From Elihu H. Smith1
[New York, February 14, 1798]
The New York Society for promoting the Manumission of Slaves &c.2 at their Stated meeting in January last,3 directed the referrence, of the two following articles, (of a report then made to them by their Committee on the Circular Address of the last Convention,4) to the Counsellors5 of the Society: “Art. 1st. To transmit Copies to the ensuing Convention, of any Laws, relative to Slaves, which may be enacted, by the Legislature of this State, previous to the Session of the said Convention, and since the Convention of 1797.”
“Art. 5th (of the Report) To give information to the Convention of the exertions, and of their issue, which have been made by this Society, to obtain a repeal, or amelioration, of the Laws relative to Slaves.”
The Report represents these as duties to be fulfilled by the Society; which they have, accordingly, determined to execute, & for this purpose have ordered this referrence to their Counsellors—who are further directed “to prepare their report therein, with all convenient dispatch; and, when prepared, to deliver it over to such persons as may, hereafter, be chosen to represent the Society, in the Convention to be held in June 1798.”

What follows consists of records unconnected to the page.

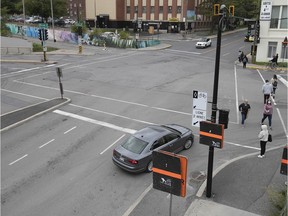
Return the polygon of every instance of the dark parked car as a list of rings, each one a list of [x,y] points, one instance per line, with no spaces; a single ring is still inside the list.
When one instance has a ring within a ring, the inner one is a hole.
[[[189,149],[194,135],[189,128],[177,124],[153,125],[132,134],[113,151],[114,164],[129,172],[151,172],[152,152],[177,153]]]
[[[59,19],[54,21],[54,25],[59,27],[65,27],[66,23],[63,19]]]

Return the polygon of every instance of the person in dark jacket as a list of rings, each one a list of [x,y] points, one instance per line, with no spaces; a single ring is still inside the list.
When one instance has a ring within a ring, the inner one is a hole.
[[[239,111],[241,112],[241,124],[242,127],[244,127],[245,120],[247,119],[248,112],[250,111],[251,107],[250,104],[248,103],[248,100],[245,99],[243,103],[240,104],[239,106]]]
[[[261,131],[258,134],[258,138],[260,139],[260,155],[258,155],[259,158],[264,158],[265,157],[265,152],[266,152],[266,143],[268,141],[268,129],[267,125],[261,125]]]
[[[243,59],[242,59],[242,62],[243,62],[243,68],[246,68],[246,64],[248,62],[248,58],[246,55],[244,55]]]

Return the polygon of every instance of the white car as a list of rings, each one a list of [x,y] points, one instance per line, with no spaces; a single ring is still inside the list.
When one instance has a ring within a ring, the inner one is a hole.
[[[212,45],[212,41],[210,38],[201,38],[197,43],[196,43],[196,48],[206,48]]]

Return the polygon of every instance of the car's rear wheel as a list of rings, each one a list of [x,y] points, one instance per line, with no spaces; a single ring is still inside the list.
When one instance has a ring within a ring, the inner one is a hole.
[[[152,168],[153,168],[153,161],[151,160],[146,168],[146,172],[152,172]]]
[[[188,139],[184,145],[184,149],[187,150],[187,149],[191,148],[192,144],[193,144],[192,139]]]

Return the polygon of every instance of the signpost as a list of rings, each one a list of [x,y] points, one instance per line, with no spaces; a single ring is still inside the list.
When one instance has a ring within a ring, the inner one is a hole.
[[[272,2],[271,1],[262,1],[260,20],[271,20],[272,13]]]
[[[169,216],[172,212],[172,194],[186,196],[187,158],[166,151],[154,151],[153,188],[170,193]]]
[[[193,91],[192,126],[199,127],[201,121],[206,121],[207,93]]]

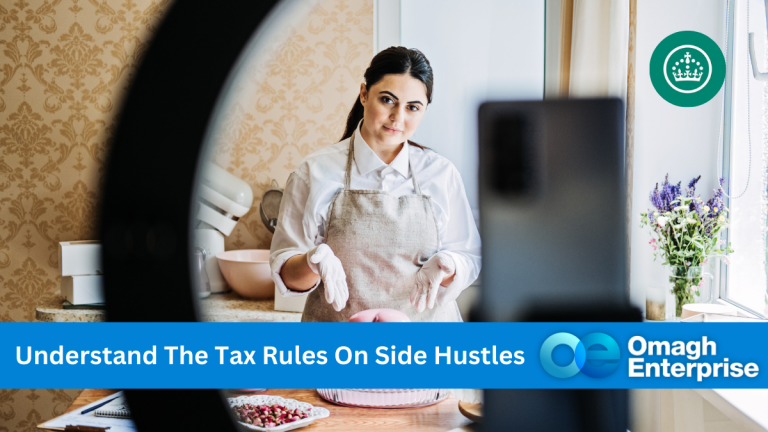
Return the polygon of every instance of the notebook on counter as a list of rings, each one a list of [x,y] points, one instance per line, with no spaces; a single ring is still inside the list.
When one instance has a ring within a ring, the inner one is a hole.
[[[97,417],[131,418],[131,412],[128,411],[128,404],[125,403],[123,395],[97,409],[93,414]]]
[[[115,397],[117,398],[115,399]],[[99,406],[104,402],[107,403]],[[123,392],[117,392],[55,419],[41,423],[37,427],[45,430],[63,431],[67,425],[73,425],[109,428],[108,432],[137,432],[136,426],[129,416],[130,413],[125,403]]]

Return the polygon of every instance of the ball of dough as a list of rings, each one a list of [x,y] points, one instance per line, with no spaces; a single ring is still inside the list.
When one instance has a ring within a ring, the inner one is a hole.
[[[349,322],[411,322],[408,315],[395,309],[368,309],[360,311]]]

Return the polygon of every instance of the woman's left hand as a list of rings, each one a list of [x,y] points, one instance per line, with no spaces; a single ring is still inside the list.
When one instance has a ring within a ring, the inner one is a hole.
[[[440,283],[444,278],[456,272],[453,259],[438,252],[430,258],[416,273],[416,285],[411,291],[411,304],[416,310],[423,312],[425,308],[432,309],[438,302]]]

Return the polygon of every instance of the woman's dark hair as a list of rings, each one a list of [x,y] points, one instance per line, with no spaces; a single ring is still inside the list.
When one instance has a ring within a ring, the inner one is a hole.
[[[384,75],[390,74],[408,74],[424,83],[424,86],[427,87],[427,103],[432,103],[432,66],[429,65],[429,60],[421,51],[393,46],[376,54],[371,60],[371,65],[365,70],[365,88],[370,90],[371,86],[384,78]],[[355,128],[363,118],[363,112],[363,104],[360,103],[360,95],[358,94],[355,98],[355,105],[347,117],[347,127],[344,129],[344,136],[341,137],[341,141],[355,133]],[[424,148],[424,146],[409,142]]]

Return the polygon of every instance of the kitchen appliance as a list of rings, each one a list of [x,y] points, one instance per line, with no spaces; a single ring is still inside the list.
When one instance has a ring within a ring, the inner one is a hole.
[[[208,271],[205,269],[205,249],[196,247],[194,255],[195,275],[197,275],[200,285],[198,294],[200,298],[206,298],[211,295],[211,281],[208,279]]]
[[[269,189],[264,192],[264,195],[261,197],[261,203],[259,204],[261,221],[272,234],[275,233],[275,228],[277,228],[277,216],[280,213],[280,201],[282,200],[283,189],[280,188],[277,180],[272,179],[272,182],[269,184]]]
[[[229,290],[216,255],[224,252],[224,236],[232,233],[251,204],[253,191],[248,183],[217,165],[205,165],[198,185],[193,247],[205,251],[205,270],[212,293]]]

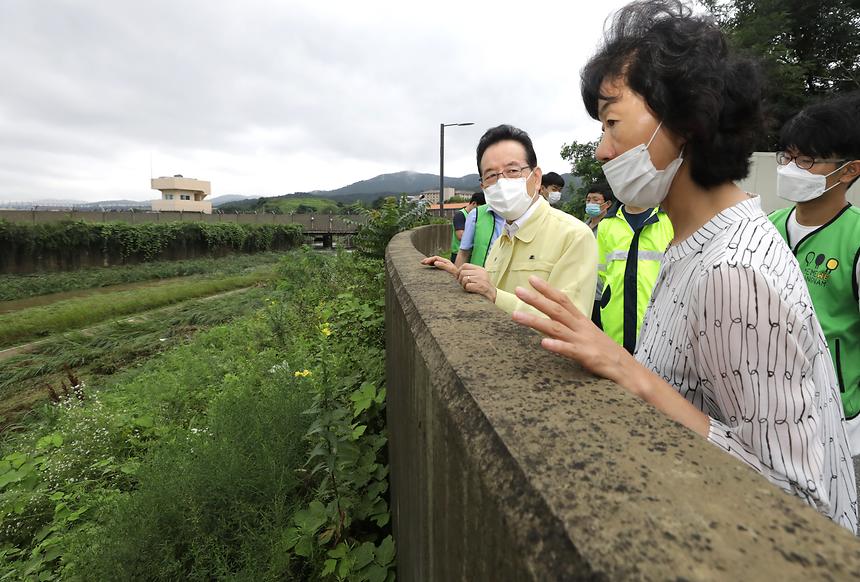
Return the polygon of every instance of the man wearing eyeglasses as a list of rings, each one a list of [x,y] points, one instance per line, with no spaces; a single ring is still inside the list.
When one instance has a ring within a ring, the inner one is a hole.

The other members of the Counsel of the Society, of which you are first-named, are: Peter Jay Munro, William Johnson, & Martin S. Wilkins, Esquires.6
I am respectfully Yours,
E. H. Smith Secy.
Feb: 14. 1798.
Alexr. Hamilton Esqr.
ALS, Hamilton Papers, Library of Congress.

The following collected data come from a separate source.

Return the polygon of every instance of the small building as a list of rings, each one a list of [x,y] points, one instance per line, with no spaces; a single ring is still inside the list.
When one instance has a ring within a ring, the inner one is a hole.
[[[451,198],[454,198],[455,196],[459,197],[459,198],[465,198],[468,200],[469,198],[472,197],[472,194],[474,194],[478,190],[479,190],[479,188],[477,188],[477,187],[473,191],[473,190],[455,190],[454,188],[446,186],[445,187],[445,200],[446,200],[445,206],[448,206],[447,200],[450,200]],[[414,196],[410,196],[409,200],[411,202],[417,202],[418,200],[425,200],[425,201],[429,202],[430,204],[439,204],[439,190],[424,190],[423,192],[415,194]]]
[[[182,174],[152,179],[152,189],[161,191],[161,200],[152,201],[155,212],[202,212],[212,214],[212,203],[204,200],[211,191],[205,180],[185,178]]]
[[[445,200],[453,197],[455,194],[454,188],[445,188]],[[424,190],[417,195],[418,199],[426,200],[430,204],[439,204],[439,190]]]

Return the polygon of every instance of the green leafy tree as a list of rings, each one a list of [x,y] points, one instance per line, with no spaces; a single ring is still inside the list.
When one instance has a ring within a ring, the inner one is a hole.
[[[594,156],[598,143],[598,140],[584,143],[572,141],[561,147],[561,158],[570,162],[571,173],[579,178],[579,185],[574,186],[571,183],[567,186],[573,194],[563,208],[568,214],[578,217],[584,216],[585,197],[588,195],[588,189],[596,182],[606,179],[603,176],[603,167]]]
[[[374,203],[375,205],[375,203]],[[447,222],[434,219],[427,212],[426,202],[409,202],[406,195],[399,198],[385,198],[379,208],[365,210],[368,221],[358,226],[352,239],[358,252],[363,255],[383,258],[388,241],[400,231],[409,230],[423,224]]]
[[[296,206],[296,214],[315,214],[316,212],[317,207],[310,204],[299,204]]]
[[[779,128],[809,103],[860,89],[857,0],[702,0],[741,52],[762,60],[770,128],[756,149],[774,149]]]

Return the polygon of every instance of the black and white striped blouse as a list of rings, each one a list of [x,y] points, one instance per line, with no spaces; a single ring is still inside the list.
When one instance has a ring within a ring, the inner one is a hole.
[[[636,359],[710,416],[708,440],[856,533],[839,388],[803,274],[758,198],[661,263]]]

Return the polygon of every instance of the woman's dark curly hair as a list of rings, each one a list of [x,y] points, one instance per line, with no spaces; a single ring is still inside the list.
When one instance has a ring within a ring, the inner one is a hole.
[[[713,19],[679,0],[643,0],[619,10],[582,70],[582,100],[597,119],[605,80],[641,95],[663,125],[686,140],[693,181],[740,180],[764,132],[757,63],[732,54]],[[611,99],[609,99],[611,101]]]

1. Smith was a physician, poet, and author who served as secretary of the New York Society for Promoting the Manumission of Slaves. On September 19, 1798, he died of yellow fever.
2. The first meeting of the society was held on January 25, 1785 (“Minutes of the Society for Promoting the Manumission of Slaves,” New-York Historical Society, New York City). For H’s participation in the establishment of the society, see “Attendance at a Meeting of the Society for Promoting the Manumission of Slaves,” February 4, 1785.
3. This meeting was held on January 16, 1798 (“Minutes of the Society for Promoting the Manumission of Slaves,” New-York Historical Society, New York City).
4. The convention met in Philadelphia, May 3–9, 1797. See Minutes of the Proceedings of the Fourth Convention of Delegates from the Abolition Societies Established in Different Parts of the United States. Assembled at Philadelphia, on the third day of May one thousand seven hundred and ninety-seven, and continued by adjournments until the ninth day of the same month, inclusive (Philadelphia: Zachariah Paulson, Jr., 1797).
5. H was elected a counsellor on January 16, 1798 (“Minutes of the Society for Promoting the Manumission of Slaves,” New-York Historical Society, New York City).
6. Munro, Johnson, and Wilkins were New York City attorneys. In addition, Johnson was one of the vice presidents of the Society for Promoting the Manumission of Slaves and president of Columbia College from 1787 to 1800.